Enfin, Meta a tenu compte du fait que la publication n’avait pas été signalée par le propriétaire des PII pour infraction à l’un des Standards de la communauté. Pour les images, les utilisateurs peuvent spécifiquement signaler les atteintes à la vie privée en utilisant le formulaire sur les droits à l’image de Facebook, disponible sur la plateforme. Il n’existe aucune preuve que l’individu ait signalé le contenu par ce mécanisme ou par un autre. Meta a également mentionné la justification de sa politique relative aux atteintes à la vie privée, qui indique que des informations privées peuvent devenir publiques par le biais d’une couverture médiatique.
Le Conseil a posé à Meta des questions sur la mise en application de sa politique relative aux atteintes à la vie privée, en lui demandant notamment des données sur la mise en application de cette politique et le volume de signalements de divulgations de PII non désirées qu’elle reçoit, ainsi que le nombre de fois où une marge de tolérance liée à la pertinence a été accordée en vertu de la politique relative à la vie privée. Meta a répondu à toutes les questions.
4. Commentaires publics
Le Conseil n’a reçu aucun commentaire public répondant aux critères de soumission sur ce cas.
5. Analyse du Conseil de surveillance
Le Conseil a choisi ce cas pour évaluer la façon dont la politique relative à la vie privée de Meta devrait traiter la valeur expressive de la personne qui divulgue ses propres PII dans le cadre d’un désaccord politique. Le Conseil a analysé la décision de Meta dans le cas présent et l’a comparée à ses politiques relatives au contenu, à ses valeurs et à ses responsabilités en matière de droits humains. Il a également évalué les implications de ce cas sur l’approche plus globale de la gouvernance du contenu par Meta. Le cas s’inscrit dans le cadre de la priorité stratégique Élections et espace civique du Conseil.
5.1 Respect des politiques de Meta relatives au contenu
Règles relatives au contenu
Le Conseil considère que le contenu de ce cas enfreint la politique relative aux atteintes à la vie privée. La majorité du Conseil estime toutefois que la publication a été correctement maintenue en ligne en vertu de la marge de tolérance liée à la pertinence, tandis qu’une minorité conteste l’application de cette marge de tolérance à la publication.

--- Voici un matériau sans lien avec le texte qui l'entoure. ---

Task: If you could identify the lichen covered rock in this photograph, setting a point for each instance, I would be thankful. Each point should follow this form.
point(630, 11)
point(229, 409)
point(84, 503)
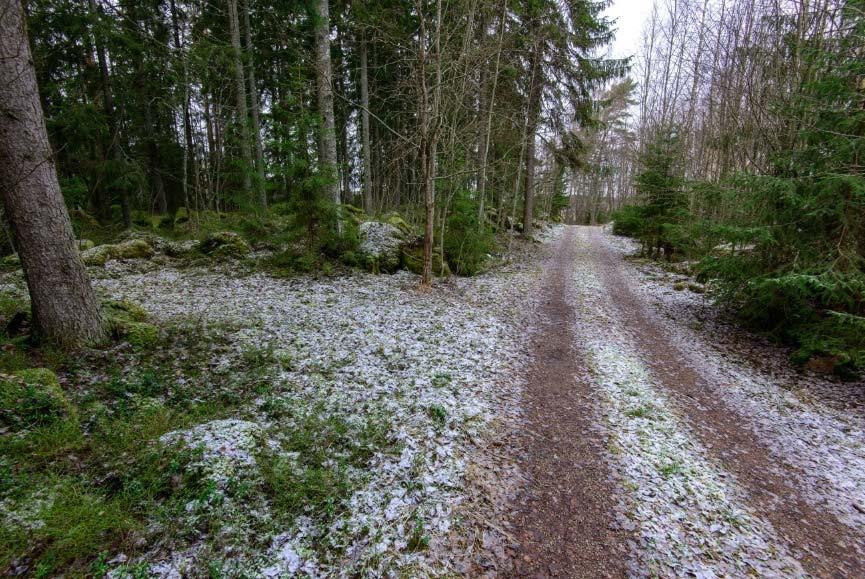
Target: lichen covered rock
point(181, 248)
point(31, 398)
point(412, 259)
point(224, 244)
point(380, 244)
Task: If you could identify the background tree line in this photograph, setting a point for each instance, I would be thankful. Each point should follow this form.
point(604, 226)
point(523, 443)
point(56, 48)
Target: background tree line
point(748, 161)
point(424, 107)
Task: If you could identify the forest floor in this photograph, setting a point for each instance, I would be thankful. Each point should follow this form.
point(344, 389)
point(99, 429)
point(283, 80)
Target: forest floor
point(656, 428)
point(574, 412)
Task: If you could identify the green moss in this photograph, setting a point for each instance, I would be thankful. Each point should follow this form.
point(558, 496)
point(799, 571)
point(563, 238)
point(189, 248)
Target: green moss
point(141, 335)
point(130, 249)
point(181, 216)
point(98, 255)
point(224, 244)
point(397, 221)
point(412, 260)
point(126, 309)
point(133, 249)
point(32, 397)
point(79, 523)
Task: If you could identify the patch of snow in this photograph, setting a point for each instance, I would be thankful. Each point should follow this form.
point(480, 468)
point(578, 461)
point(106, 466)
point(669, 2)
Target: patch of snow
point(691, 516)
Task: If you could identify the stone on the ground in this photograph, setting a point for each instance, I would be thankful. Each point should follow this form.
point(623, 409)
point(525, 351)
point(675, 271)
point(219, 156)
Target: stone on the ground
point(181, 248)
point(412, 258)
point(224, 244)
point(131, 249)
point(381, 244)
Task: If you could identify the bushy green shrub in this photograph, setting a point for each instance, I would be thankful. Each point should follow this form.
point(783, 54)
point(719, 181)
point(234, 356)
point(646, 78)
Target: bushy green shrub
point(467, 242)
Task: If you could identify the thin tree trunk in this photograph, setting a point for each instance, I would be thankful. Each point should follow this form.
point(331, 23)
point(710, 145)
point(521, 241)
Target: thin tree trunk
point(260, 190)
point(487, 128)
point(324, 79)
point(534, 112)
point(63, 304)
point(240, 96)
point(110, 115)
point(364, 119)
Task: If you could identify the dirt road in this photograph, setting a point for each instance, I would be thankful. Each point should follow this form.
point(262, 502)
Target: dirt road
point(655, 444)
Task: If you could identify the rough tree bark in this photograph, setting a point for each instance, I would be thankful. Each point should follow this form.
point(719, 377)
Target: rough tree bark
point(534, 113)
point(364, 119)
point(64, 306)
point(260, 190)
point(240, 90)
point(110, 115)
point(324, 78)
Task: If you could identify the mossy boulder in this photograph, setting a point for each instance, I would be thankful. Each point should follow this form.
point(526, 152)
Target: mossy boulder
point(130, 249)
point(32, 397)
point(181, 248)
point(125, 309)
point(412, 260)
point(355, 214)
point(98, 255)
point(396, 220)
point(181, 216)
point(224, 244)
point(141, 335)
point(134, 249)
point(128, 321)
point(380, 246)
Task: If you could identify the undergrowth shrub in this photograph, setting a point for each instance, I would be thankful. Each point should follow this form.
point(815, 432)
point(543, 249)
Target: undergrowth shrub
point(467, 243)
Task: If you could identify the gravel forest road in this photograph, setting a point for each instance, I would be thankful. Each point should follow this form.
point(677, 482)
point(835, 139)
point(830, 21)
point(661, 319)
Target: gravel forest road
point(661, 441)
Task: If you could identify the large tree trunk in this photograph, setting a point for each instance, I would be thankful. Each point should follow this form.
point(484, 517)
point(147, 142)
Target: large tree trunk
point(240, 96)
point(324, 78)
point(534, 112)
point(261, 191)
point(65, 310)
point(364, 119)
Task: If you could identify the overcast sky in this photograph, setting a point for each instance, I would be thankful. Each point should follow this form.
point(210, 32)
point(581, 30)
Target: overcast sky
point(630, 16)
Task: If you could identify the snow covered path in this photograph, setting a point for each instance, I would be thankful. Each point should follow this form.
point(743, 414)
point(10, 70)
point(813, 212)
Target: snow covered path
point(568, 414)
point(721, 468)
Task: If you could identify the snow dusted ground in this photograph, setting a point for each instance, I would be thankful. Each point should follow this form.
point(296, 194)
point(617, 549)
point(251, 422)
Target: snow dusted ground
point(813, 422)
point(690, 516)
point(439, 366)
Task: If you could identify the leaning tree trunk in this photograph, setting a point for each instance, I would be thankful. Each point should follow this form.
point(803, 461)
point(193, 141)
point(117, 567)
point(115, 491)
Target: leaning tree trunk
point(324, 78)
point(65, 310)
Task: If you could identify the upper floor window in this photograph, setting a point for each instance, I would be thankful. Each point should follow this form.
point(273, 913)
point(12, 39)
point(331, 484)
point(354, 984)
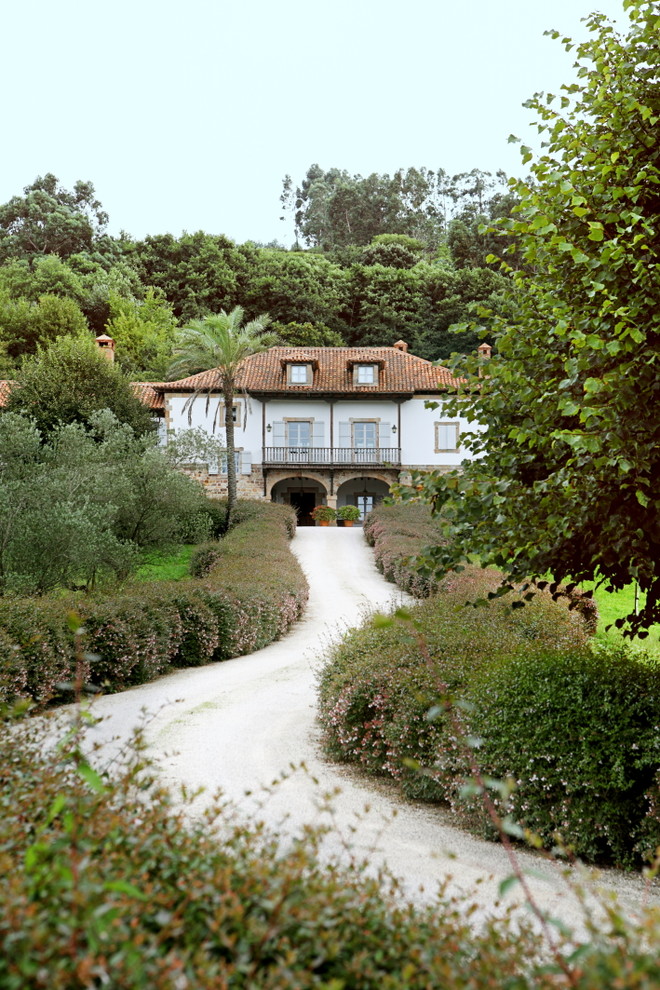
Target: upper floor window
point(365, 434)
point(364, 374)
point(446, 437)
point(300, 374)
point(298, 433)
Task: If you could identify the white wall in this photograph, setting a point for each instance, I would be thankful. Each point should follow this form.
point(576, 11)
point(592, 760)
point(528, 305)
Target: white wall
point(416, 435)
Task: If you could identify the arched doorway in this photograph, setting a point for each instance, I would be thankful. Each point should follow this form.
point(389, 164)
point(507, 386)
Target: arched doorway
point(365, 492)
point(303, 493)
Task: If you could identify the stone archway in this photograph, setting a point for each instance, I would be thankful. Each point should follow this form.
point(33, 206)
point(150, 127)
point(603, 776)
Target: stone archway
point(303, 493)
point(365, 491)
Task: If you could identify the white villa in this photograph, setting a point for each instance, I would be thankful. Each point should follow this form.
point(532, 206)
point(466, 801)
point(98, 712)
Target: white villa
point(334, 425)
point(314, 425)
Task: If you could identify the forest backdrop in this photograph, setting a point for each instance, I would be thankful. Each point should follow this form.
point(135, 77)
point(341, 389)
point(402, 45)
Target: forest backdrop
point(375, 259)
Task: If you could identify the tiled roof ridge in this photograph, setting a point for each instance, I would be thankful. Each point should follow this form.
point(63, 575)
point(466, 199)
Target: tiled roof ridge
point(400, 372)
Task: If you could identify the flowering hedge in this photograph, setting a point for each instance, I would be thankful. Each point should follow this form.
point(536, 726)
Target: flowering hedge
point(103, 883)
point(136, 633)
point(577, 730)
point(398, 533)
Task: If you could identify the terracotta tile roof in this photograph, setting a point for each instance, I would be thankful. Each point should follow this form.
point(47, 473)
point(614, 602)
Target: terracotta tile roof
point(5, 389)
point(151, 394)
point(399, 372)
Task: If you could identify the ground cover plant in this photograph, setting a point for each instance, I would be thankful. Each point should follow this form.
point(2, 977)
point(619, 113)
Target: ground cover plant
point(576, 732)
point(105, 881)
point(398, 533)
point(140, 630)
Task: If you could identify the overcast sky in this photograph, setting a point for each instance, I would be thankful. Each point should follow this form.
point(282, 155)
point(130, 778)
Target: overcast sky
point(187, 115)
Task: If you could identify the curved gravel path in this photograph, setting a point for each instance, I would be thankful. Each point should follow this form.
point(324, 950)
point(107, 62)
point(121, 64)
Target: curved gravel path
point(241, 724)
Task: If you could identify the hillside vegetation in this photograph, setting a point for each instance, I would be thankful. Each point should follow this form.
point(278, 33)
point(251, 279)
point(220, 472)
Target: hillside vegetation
point(249, 594)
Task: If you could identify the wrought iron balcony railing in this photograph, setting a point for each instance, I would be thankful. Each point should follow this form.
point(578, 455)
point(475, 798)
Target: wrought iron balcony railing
point(332, 456)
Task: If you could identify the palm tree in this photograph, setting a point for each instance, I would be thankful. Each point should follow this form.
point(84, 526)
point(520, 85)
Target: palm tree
point(221, 343)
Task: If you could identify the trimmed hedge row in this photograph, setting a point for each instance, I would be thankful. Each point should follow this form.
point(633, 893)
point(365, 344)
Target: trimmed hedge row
point(249, 599)
point(398, 533)
point(578, 731)
point(102, 883)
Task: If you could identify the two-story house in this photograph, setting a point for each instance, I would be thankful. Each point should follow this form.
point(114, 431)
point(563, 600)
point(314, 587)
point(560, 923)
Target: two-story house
point(335, 425)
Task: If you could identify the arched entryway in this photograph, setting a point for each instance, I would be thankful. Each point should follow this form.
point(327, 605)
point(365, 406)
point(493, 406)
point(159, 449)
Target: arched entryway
point(303, 493)
point(365, 492)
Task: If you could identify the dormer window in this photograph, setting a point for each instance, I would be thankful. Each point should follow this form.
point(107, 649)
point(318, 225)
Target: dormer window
point(365, 374)
point(300, 374)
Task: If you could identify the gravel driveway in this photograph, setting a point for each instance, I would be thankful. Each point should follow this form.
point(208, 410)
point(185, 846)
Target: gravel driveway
point(239, 725)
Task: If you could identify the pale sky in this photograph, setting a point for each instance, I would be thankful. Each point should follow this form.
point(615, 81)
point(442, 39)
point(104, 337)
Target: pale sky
point(187, 115)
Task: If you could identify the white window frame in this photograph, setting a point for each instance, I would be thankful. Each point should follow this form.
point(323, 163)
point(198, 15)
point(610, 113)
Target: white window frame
point(445, 427)
point(365, 422)
point(297, 422)
point(237, 460)
point(364, 498)
point(368, 370)
point(295, 372)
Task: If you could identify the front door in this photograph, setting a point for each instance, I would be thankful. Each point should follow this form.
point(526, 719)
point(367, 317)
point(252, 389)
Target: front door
point(303, 503)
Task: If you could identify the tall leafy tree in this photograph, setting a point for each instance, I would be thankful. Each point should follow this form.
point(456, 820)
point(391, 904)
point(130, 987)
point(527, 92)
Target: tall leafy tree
point(220, 343)
point(49, 219)
point(67, 381)
point(567, 480)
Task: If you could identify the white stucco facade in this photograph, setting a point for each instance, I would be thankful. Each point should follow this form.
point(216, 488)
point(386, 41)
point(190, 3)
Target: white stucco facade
point(326, 425)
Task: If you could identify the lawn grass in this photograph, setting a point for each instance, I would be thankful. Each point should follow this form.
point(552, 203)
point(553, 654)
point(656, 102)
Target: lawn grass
point(174, 566)
point(615, 605)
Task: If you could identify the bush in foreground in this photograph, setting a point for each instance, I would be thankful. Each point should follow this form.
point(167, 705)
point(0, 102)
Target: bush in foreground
point(104, 883)
point(578, 733)
point(144, 629)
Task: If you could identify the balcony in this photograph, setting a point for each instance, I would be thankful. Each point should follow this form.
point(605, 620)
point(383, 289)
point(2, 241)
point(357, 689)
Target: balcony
point(331, 456)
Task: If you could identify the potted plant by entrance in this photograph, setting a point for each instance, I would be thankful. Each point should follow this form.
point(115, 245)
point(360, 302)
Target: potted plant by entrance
point(324, 514)
point(349, 513)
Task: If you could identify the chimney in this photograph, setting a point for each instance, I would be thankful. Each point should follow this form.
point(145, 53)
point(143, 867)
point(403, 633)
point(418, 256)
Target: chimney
point(107, 346)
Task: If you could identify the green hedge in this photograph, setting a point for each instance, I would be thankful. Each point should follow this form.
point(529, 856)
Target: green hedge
point(398, 533)
point(136, 633)
point(578, 731)
point(102, 883)
point(580, 736)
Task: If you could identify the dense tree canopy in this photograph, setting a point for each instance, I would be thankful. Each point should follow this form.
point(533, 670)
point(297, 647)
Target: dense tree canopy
point(391, 256)
point(86, 501)
point(48, 219)
point(567, 481)
point(69, 380)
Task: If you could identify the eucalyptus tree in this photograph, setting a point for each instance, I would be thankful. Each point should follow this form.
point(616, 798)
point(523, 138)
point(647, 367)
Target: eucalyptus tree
point(220, 343)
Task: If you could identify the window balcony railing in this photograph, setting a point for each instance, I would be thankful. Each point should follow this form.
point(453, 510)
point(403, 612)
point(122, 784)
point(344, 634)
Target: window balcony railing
point(332, 456)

La politique relative aux atteintes à la vie privée imposant la suppression de tout contenu révélant des PII, sans exceptions, la publication enfreint cette politique. Toutefois, la majorité du Conseil considère que Meta a correctement appliqué la marge de tolérance liée à la pertinence pour maintenir la publication en ligne, car son intérêt public l’emportait sur le risque de préjudice pour l’individu. La publication était de nature politique : il s’agissait d’un reportage sur la protestation d’un citoyen russe contre le gouvernement et l’expression de son intention de renoncer à sa citoyenneté russe. La protestation a eu lieu lors d’une conférence de presse, et l’individu a déchiré son passeport devant des représentants de médias. Ces facteurs indiquent que la publicité entourant l’évènement était intentionnelle et essentielle à l’acte de protestation. De plus, le manifestant avait déjà quitté la Russie et réside désormais en Allemagne. Les données biométriques du passeport divulguées par la publication sont des informations déjà connues des autorités compétentes. Compte tenu de l’ensemble de ces circonstances, il est raisonnable de supposer que l’effet de choc provoqué par la destruction du passeport l’a emporté sur toute préoccupation concernant la divulgation des PII lors de l’acte de protestation. La majorité du Conseil estime que le choix de l’individu de divulguer ces informations devrait être respecté, et non pas révoqué, étant donné que cet individu était probablement bien conscient des risques potentiels.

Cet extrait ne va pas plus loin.